This series looks back at the 1990s and its influence on the generation of people who came of age during the decade.
First, a prologue. This post ran here in a slightly different form last year. That was before I'd started the '90s series here, and since then I realized this piece fits well within that framework. I've edited it a little (very little, in fact) and am slotting the revised version into this series. It just seems appropriate; it's looking back at a time when Janet Jackson ruled the airwaves, in this case I'm really focusing on the Rhythm Nation 1814 years, so '89, '90, maybe '91. That album rarely left my tape deck or Walkman, and the videos were ingrained in my memory from repeat viewings on MTV. One thing I didn't edit is the overly precious use of second person in the narrative. When you read "you" here, I'm really talking about me, but also you, or us, or anyone else who loved Janet back then. I'd grown up on her music. Soon after this I'd transition fully into my teenage/young adult rock-snob years *groan* but this period in pop music was glorious. I haven't lost any love for that era's music since.
Have you ever wanted to hug a pop music icon as much as you wanted to hug Janet Jackson in, say, 1990? She exuded warmth, soul, and acceptance. Hell, years before that you wanted to save her on Good Times. Oh, Penny! Little did you know, she didn't need saving.
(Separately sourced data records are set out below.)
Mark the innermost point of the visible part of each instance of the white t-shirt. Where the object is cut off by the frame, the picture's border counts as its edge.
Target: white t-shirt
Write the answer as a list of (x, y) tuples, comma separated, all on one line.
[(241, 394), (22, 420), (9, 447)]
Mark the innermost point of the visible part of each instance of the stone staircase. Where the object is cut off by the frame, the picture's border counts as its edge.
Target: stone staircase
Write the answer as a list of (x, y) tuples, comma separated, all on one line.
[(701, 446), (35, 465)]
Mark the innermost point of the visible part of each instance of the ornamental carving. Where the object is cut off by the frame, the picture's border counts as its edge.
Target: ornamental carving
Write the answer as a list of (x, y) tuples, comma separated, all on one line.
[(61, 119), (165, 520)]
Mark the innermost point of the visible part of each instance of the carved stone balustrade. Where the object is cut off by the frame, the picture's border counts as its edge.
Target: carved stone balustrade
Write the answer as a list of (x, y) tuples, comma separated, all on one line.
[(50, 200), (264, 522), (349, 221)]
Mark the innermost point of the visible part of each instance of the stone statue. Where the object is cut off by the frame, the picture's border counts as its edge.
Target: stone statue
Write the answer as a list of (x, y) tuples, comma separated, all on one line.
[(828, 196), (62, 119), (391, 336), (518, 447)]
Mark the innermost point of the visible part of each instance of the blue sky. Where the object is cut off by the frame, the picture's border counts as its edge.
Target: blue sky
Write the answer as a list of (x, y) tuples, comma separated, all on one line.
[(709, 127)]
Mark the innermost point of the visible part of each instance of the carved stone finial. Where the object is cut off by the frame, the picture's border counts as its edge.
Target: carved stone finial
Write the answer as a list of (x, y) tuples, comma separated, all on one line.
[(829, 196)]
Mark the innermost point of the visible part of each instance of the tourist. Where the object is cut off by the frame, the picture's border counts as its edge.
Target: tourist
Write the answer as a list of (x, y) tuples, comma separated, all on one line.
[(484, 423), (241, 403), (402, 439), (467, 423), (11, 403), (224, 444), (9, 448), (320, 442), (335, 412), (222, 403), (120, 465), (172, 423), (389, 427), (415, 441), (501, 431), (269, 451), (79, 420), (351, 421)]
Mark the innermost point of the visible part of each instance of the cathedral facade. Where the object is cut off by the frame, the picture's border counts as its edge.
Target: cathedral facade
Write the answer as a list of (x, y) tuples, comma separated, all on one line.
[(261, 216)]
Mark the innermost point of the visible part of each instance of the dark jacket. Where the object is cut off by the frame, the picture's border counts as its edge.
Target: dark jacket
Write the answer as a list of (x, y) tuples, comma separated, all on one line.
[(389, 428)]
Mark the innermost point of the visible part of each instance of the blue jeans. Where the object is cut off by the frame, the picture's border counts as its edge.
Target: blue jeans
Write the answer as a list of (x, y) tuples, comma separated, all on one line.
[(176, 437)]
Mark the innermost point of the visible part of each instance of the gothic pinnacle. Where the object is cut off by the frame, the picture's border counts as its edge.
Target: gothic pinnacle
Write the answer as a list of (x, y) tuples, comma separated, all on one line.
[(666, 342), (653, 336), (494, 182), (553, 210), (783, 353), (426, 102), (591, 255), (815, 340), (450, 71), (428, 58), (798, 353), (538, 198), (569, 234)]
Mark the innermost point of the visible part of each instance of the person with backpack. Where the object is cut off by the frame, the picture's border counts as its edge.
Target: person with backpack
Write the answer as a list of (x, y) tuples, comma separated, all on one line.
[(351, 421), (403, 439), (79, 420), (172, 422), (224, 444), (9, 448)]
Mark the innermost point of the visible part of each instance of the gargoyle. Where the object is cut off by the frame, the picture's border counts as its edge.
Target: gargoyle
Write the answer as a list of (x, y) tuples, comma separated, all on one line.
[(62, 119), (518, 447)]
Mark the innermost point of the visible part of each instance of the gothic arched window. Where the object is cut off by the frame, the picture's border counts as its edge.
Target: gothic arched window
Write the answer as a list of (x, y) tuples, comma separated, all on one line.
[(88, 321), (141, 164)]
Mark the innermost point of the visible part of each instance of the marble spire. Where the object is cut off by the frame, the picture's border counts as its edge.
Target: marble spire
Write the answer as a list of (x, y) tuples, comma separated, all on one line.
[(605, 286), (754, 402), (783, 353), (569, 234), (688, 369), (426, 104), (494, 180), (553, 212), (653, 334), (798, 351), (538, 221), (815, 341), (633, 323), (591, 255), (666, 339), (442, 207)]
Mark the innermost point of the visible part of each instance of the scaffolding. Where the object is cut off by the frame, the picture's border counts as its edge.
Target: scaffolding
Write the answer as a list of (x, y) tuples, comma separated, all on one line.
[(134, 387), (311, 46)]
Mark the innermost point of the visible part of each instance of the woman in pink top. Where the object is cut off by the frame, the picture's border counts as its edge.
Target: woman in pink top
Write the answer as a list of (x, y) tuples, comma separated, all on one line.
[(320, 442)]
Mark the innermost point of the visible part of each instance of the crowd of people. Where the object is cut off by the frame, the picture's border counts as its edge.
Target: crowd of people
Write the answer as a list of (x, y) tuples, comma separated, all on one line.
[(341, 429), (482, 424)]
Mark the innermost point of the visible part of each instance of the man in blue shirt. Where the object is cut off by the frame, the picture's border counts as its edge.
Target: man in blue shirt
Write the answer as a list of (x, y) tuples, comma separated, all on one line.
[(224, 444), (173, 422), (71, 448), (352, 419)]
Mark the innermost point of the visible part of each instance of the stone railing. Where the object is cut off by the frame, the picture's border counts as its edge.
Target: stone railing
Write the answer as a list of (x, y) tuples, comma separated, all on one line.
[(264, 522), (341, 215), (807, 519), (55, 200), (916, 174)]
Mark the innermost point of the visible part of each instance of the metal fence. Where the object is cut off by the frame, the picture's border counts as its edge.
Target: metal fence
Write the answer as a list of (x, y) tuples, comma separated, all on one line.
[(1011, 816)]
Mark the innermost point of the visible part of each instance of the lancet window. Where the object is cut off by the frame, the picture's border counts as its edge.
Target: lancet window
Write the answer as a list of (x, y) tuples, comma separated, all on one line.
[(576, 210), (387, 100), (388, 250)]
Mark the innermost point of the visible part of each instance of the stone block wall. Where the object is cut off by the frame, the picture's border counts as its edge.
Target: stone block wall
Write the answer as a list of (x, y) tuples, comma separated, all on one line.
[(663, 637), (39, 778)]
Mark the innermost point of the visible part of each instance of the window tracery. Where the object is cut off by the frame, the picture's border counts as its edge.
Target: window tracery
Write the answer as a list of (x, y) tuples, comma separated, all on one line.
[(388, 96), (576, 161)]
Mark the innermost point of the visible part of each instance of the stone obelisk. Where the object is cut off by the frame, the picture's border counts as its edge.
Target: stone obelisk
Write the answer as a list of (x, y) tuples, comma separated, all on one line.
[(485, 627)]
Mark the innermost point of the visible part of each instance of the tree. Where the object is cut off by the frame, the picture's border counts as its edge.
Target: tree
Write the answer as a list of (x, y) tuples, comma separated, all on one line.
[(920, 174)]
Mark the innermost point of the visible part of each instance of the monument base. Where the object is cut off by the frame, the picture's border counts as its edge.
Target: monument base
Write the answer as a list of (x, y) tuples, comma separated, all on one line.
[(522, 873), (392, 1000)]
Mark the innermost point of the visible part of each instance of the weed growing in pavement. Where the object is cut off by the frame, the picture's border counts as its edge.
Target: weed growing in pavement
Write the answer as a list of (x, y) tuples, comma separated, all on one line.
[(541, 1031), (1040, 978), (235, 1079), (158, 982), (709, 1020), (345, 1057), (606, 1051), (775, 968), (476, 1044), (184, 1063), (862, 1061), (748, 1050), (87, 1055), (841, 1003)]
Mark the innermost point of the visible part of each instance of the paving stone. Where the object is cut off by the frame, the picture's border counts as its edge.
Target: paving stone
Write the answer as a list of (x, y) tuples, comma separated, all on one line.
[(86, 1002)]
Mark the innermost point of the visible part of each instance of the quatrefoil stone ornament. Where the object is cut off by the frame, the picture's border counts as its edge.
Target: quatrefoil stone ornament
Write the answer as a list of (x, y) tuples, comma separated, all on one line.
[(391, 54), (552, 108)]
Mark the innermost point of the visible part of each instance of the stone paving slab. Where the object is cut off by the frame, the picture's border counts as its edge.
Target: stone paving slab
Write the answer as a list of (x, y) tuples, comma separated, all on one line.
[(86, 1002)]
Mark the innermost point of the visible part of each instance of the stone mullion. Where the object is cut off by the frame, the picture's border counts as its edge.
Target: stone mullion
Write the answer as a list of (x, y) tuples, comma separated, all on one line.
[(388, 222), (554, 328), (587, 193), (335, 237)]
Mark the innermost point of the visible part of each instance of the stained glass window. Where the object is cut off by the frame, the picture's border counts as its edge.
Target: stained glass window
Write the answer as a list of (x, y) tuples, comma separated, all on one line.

Look at the videos for "Love Will Never Do (Without You)" or "Escapade"—her smile shines brighter than a thousand suns. She practically radiates happiness in those videos. Certainly she could be as serious as a heart attack—"State of the World" and "Rhythm Nation," for instance—but she was still always fun. Those songs set up residence in your heart and mind, never leaving. Back then you marveled at them as they premiered on MTV; each one more insanely catchy than the last.
Name a better pop love song from the last twenty-five years than "Love Will Never Do." See, you can't. What's often forgotten now is how heavy her songs were during her prime—the beats on "Love Will Never Do" practically blast you off your feet; "Rhythm Nation" is pure epic R&B jam, but also entirely unlike anything pop music had seen before. It explodes out of the speakers and never hits the brakes. Props to Jimmy Jam and Terry Lewis, in full effect.
A poster of Janet from the "Love Will Never Do (Without You)" video hung on your bedroom wall during most of high school. That smile, always beaming out at you when you entered the room. That smile, it always seemed even more incandescent to you after a particularly rough day in the teenage trenches. In the song Janet knew that in theory love is fine, but in reality it simply would never do without that most essential ingredient: you. What more could a listener want to hear? Sometimes silly things like pop music get you through certain points in your life, but it's only after that you fully appreciate them. Years later you felt you'd outgrown Janet's music, her poster. You were a fool.
During a Presidential debate last fall, that perverse misogynist, that habitual sexual predator, the current Cheeto-in-Chief *shudder* infamously muttered "nasty woman" at his opponent. Memes of Janet and her song "Nasty" popped up online in an instant. It was as if a nation needed Janet and her nasty grooves again. Gimme a beat. It's time to give a damn, let's work together. By listening to her you could cleanse the toxicity from your system that had infected you over this long and grueling election cycle. You had deluded yourself into thinking you were fine without her over the years. Then you started spinning her songs again. It was obvious that for a decent chunk of time, when she and you were younger and full of electricity, there was simply no one better in popular music. For your money, she was the best there ever was at what she did and you'll endorse her every day of the week.
They said it wouldn't last. What did they know, anyway.